We may want to keep only the latest Ubuntu LTS release available in production, with a special consideration for our current Ubuntu 18.04 LTS on stable, latest and testing because 100% of the projects depend on them currently. Once Ubuntu 22.04 LTS is released, we should communicate that Ubuntu 20.04 LTS is deprecated, and keep it available in our servers during the time that’s officially supported by Ubuntu during the “Maintenance updates” (see “Login term support and interim releases” in https://ubuntu.com/about/release-cycle). As an example, Ubuntu 22.04 LTS will be officially released on April 2022 and we will offer support for it until 2027.

Warning

Deleting -base images from the build servers will make project’s builds to fail.
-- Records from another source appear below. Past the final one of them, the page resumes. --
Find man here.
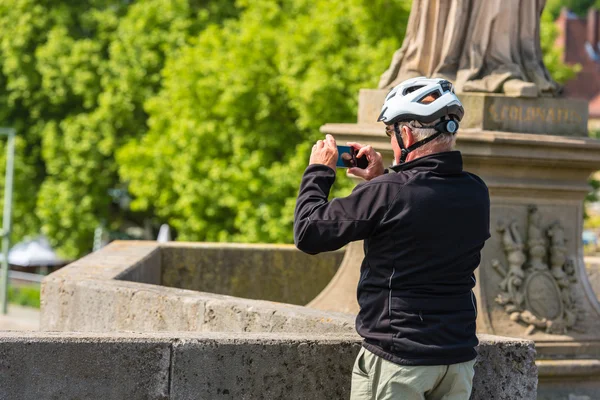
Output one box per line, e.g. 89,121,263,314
294,78,490,400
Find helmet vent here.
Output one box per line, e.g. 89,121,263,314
402,85,425,96
417,90,442,104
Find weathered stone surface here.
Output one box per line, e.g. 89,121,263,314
161,243,344,305
471,335,538,400
40,242,354,333
585,257,600,299
40,268,354,334
358,89,588,136
171,335,360,400
171,335,537,400
0,332,171,400
0,332,537,400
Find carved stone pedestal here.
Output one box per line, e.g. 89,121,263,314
312,90,600,400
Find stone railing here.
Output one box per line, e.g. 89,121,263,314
0,332,537,400
40,242,354,333
39,242,537,400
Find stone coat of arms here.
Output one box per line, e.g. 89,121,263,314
492,206,577,334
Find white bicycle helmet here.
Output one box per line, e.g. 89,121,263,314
377,77,465,163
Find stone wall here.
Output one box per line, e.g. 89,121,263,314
40,242,354,334
161,243,344,305
0,332,537,400
584,257,600,299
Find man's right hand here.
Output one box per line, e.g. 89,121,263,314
346,142,385,181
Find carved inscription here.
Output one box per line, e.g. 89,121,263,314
488,104,583,124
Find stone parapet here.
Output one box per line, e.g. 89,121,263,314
0,332,537,400
40,242,354,334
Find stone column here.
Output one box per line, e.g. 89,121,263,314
318,90,600,399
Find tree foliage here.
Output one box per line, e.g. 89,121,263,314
546,0,600,19
118,0,408,242
0,0,584,257
0,0,235,257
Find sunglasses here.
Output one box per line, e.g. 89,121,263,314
385,125,394,138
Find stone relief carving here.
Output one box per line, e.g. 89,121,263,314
492,206,577,335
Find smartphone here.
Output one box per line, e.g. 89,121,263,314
335,146,369,169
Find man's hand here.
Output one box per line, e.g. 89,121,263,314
347,142,385,181
310,135,338,170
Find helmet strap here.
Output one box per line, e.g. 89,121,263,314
394,122,443,164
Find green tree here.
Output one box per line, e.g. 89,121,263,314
540,8,581,84
0,0,236,257
546,0,600,19
118,0,408,242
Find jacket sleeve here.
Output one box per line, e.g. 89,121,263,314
294,165,394,254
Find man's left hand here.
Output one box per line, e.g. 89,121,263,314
310,135,338,170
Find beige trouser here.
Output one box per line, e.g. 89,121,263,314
350,347,475,400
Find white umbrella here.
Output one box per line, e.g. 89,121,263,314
0,236,64,267
156,224,171,243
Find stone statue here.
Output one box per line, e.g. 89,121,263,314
379,0,559,97
494,221,526,313
492,205,578,335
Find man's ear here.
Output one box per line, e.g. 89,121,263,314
402,125,415,148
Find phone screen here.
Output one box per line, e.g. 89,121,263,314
335,146,354,168
335,146,369,169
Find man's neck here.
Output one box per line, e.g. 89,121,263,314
396,142,453,162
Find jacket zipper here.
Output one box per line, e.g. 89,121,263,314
388,268,396,318
471,275,477,318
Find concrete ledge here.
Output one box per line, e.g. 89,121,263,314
161,242,344,305
40,241,354,334
0,332,537,400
We want to keep supporting them as much as we can, but having a well-defined deprecation policy is a win.

Work required and rollout plan

The following steps are required to support the full proposal of this document.

  1. allow users to install extras languages requirements via config file

    • update config file to support build.os and build.languages config

    • modify builder code to run asdf install for all supported languages

  2. build a new base Docker image with new structure (ubuntu20-base)

    • build new image with Ubuntu 20.04 LTS and pre-installed asdf with all its plugins

    • do not install any language version on base image

    • deploy builders with new base image

At this point, we will have a full working setup. It will be opt-in by using the new configs build.os and build.languages. However, all languages will be installed at build time; which will “penalize” all projects because all of them will have to install Python.

After testing this for some time, we can continue with the following steps that provides a cache to optimize installation times:

  1. create mirrors on S3 for all supported languages

  2. create mirror for pre-compiled latest 3 Python versions, Python 2.7 and PyPy3

Conclusion

There is no need to differentiate the images by its state (stable, latest, testing) but by its main base differences: OS. The version of the OS will change many library versions, LaTeX dependencies, basic required commands like git and more, that doesn’t seem to be useful to have the same OS version with different states.

Allowing users to install extra languages by using the Config File will cover most of the support requests we have had in the past. It also will allow us to know more about how our users are using the platform to make future decisions based on this data. Exposing users how we want them to use our platform will allow us to be able to maintain it longer, than giving the option to select a specific Docker image by name that we can’t guarrantee it will be frozen.

Finally, having the ability to deprecate and remove pre-built images from our builders over time, will reduce the maintainance work required from the the core team. We can always support all the languages versions by installing them at build time. The only required pre-built image for this are the OS -base images. In fact, even after decided to deprecate and removed a pre-built image from the builders, we can re-build it if we find that it’s affecting many projects and slowing down their builds too much, causing us problems.